Greenhalgh and al. voerden ook een kwalitatieve studie uit naar de mening van patiënten over SCR. Dit gebeurde op een moment dat het systeem nog niet of nauwelijks geïmplementeerd was. Enkele belangrijke conclusies: - Ondanks een rondzendbrief over het implementeren van SCR, had slechts 29% van de ondervraagden al gehoord van het systeem. - De meerderheid van de ondervraagden was eerder voorstander van een SCR. - Mensen met een uitgebreide medische voorgeschiedenis, een voorgeschiedenis van erge bijwerkingen, een verhaal van een medische fout, stonden positiever tegenover het systeem dan mensen met een beperkte voorgeschiedenis. - Mensen met chronische ziekten dachten dat het implementeren van SCR zou leiden tot minder dubbele onderzoeken (15).

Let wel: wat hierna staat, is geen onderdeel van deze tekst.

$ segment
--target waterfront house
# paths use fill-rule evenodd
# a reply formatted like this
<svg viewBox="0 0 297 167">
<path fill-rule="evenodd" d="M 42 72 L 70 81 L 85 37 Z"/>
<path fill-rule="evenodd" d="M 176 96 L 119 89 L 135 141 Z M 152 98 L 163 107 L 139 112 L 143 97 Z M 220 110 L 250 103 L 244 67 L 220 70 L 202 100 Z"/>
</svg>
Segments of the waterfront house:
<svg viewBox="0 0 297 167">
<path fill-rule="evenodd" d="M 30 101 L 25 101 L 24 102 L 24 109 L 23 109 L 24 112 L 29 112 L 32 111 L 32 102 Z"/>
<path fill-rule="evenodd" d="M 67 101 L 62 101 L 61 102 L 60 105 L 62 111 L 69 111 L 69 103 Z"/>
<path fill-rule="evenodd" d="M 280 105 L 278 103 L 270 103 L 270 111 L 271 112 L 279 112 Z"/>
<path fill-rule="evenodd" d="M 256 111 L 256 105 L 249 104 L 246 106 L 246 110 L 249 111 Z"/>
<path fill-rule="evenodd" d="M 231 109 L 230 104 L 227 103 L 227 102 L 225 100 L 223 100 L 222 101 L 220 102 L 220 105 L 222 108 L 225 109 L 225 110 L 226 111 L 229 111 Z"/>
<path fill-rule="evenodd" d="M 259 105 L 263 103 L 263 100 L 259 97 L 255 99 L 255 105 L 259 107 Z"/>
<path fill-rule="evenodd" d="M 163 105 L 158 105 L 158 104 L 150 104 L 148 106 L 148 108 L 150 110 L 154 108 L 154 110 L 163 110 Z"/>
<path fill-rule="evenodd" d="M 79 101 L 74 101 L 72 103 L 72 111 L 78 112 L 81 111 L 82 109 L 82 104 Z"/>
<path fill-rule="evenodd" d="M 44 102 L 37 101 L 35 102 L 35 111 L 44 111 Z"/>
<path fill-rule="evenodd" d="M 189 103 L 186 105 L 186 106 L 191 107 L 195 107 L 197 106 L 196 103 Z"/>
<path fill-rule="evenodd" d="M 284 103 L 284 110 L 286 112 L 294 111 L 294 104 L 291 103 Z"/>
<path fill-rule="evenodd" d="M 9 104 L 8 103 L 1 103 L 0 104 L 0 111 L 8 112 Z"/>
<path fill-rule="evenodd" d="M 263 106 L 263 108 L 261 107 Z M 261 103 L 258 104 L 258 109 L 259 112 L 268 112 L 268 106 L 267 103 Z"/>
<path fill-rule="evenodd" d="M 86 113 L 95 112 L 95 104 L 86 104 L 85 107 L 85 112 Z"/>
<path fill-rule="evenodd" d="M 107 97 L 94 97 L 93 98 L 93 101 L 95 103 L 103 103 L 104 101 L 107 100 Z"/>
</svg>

4. Schotland In Schotland bestaat het “Scottish emergency care summary” (SECS). Dit is een systeem van communicatie tussen huisartsen en spoedgevallendiensten. Het bestaat uit een centrale database waar de medicatielijsten van patiënten worden opgeslagen. Daarnaast worden ook de recente (niet chronische) medicatie en bijwerkingen van geneesmiddelen geüpload op deze database. Dit gebeurt twee maal per dag (16). Een beperkte survey van Morris et al. in enkele acute diensten toonde aan dat spoedartsen dit systeem als zeer positief beschouwen. Volgende factoren verklaren het succes van dit systeem: - Duidelijke omschrijving van het doel: medische info verlenen bij niet geplande zorg. - De mening van de patiënt wordt expliciet gevraagd via consumentenorganisaties. - Toestemming van de patiënt nodig om de informatie te aanschouwen en mogelijkheid tot opting out. - Duidelijke beslissingsstructuren in verband met eventuele uitbreiding of aanpassingen (17).
15
5. België Op heden bestaat in België geen database die de minimale klinische gegevens van patiënten bewaard (zoals in Engeland). Er is ook geen algemeen netwerk die artsen kunnen raadplegen om meer medische informatie van patiënten te verkrijgen (zoals in Nederland of Denemarken). Er bestaat wel een overheidsinstantie die zich bezighoudt met de informatisering van de gezondheidszorg en datauitwisseling tussen de verschillende actoren. Dit is het eHealth-project. Het heeft dus als voornaamste taak informatie-uitwisseling mogelijk te maken en te verbeteren met de nodige waarborgen inzake informatieveiligheid en bescherming van de privacy (18). Een nieuw project binnen eHealth is CoZo (collectief Zorgplatform). CoZo is ontstaan uit het GZO (Gents Ziekenhuis Overleg). Dit ontstond toen de 4 Gentse ziekenhuizen beslisten samen te werken (Jan Palfijn, Sint Lucas, UZ gent en Maria Middelares). Indien een patiënt zich aansluit (via het ziekenhuis, de huisarts of zelf, via de elektronsische identiteitskaart), kan een behandelend arts (na expliciete toestemming van de patiënt) de medische gegevens raadplegen uit de aangesloten ziekenhuizen. Ondertussen omvat CoZo 22 ziekenhuizen en bevat CoZo meer dan alleen brieven van specialisten. Ook SumEHRs kunnen hierop geüpload worden. Als huisarts moet je een aansluitingsovereenkomst ondertekenen. Dit is dus een begin van een netwerk waarbij medische informatie van patiënten kan geraadpleegd worden op een beveiligde website (19).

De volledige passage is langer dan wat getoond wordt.